Mon livre de mémoires méritera-t ’il un quelconque honneur ? Mérite-t ’il
seulement d’être conservé ?
Par les mots qui
me viennent, je m’efforce de redonner vie à cette triste époque et les
images de mon souvenir renaissent une à une avec moins de peine, j’en conviens.
Oubliant ma tristesse, je reprends mon témoignage.
A force de fixer
le plafond au-dessus de moi, mes pensées le traversent presque. Je sais au fond
de moi, que mes faiblesses ne deviendront pas force, ni mes doutes ne se
changeront en certitudes.
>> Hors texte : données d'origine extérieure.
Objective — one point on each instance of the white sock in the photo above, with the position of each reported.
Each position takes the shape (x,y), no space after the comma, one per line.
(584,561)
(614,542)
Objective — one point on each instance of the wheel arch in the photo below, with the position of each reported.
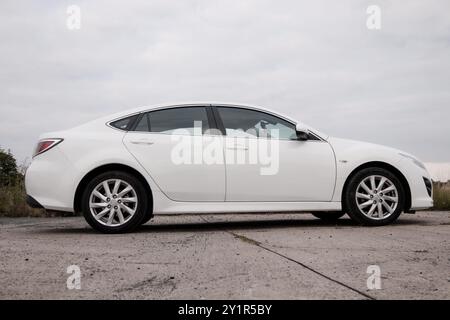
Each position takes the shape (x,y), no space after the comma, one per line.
(105,168)
(386,166)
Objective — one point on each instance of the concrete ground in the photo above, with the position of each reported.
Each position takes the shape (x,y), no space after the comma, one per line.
(276,256)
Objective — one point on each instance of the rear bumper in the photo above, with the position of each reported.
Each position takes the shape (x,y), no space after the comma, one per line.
(49,181)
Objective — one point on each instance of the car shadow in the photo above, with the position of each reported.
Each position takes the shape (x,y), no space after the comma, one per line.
(228,225)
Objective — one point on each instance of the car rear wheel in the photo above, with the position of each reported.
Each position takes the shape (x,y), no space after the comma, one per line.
(375,197)
(114,202)
(328,216)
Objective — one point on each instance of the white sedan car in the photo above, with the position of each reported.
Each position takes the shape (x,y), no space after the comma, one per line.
(121,170)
Après cet exercice de retour à un passé que j’ai désiré
si longtemps oublier, mon esprit me paraît soudainement plus vide.
Malgré l’inquiétude
qui m’assaille, lentement, je sais qu’aujourd’hui je suis prêt et par mon écrit,
je souhaite redonner vie à ceux déjà emportés par la mort.
Voilà pourquoi en
utilisant mes souvenirs, d’un passé aussi lointain, que douloureux, je m’obstine
à inscrire des mots sur ces pages et je m’interdis d’abandonner ce que j’ai
entrepris, à moins que vaincu, je ne décide de me taire.